Scendiamo dal pullman, siamo una quindicina, tutti transitanti il carcere; dove ci troviamo è immenso, sembra quasi un paese, è il 10 ottobre 1992. Ho 21 anni e ho già fatto due anni di carcere circa, sto tornando dal processo dove ho preso 17 anni e mezzo, siamo alle Vallette di Torino. Il carcere è strapieno, ci dicono che dobbiamo dormire per terra. Lo schifo, io, solito bullo, con il mio fare da gradasso, dico a un brigadiere: “Ci dormi tu per terra come un cane!”. Quante botte ho preso, mi hanno fatto nero e ho dormito per terra. Ho smesso di fare il bullo e ho incominciato a essere uomo; si cresce, è la natura che ce lo impone.
Se non vi dispiace ritorno sul pullman, a giocare a “ce l’hai”. Con la fantasia si può essere liberi di fare ciò che si vuole, la fantasia non me la rinchiuderanno mai. Anche se con la fantasia non si compra e si è soli con se stessi.
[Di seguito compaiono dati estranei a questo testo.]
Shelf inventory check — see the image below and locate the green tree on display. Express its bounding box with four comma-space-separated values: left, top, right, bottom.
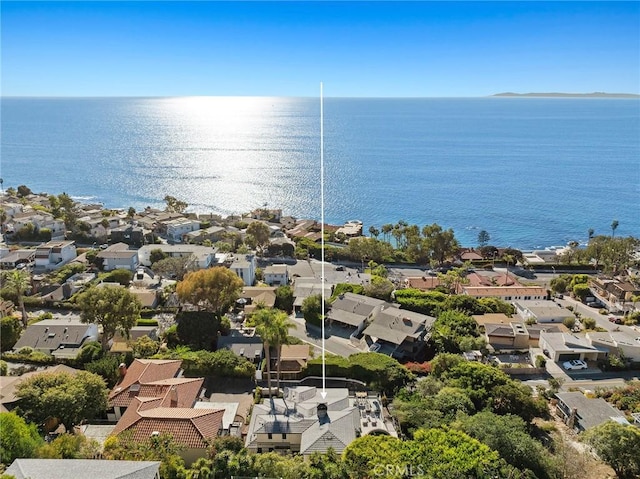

Quando si ritorna con i piedi per terra ci si tira su le maniche; e giù, a costruire quello in cui si crede.
P.S. Questa storia degli scritti mi appassiona. Dimenticavo di dirvi, la volta scorsa, che sì, sono un timido per natura e parlare davanti a un po’ di gente mi imbarazza. Ma ho anche dimenticato di dirvi però che quando prendo confidenza tocca spararmi per spegnermi. E’ un piacere stare con voi, grazie a tutti per l’attenzione.
Gioele ha scavalcato il cancello dell’asilo! Cacchio! Ma quante gliene ho fatte passare io ai miei?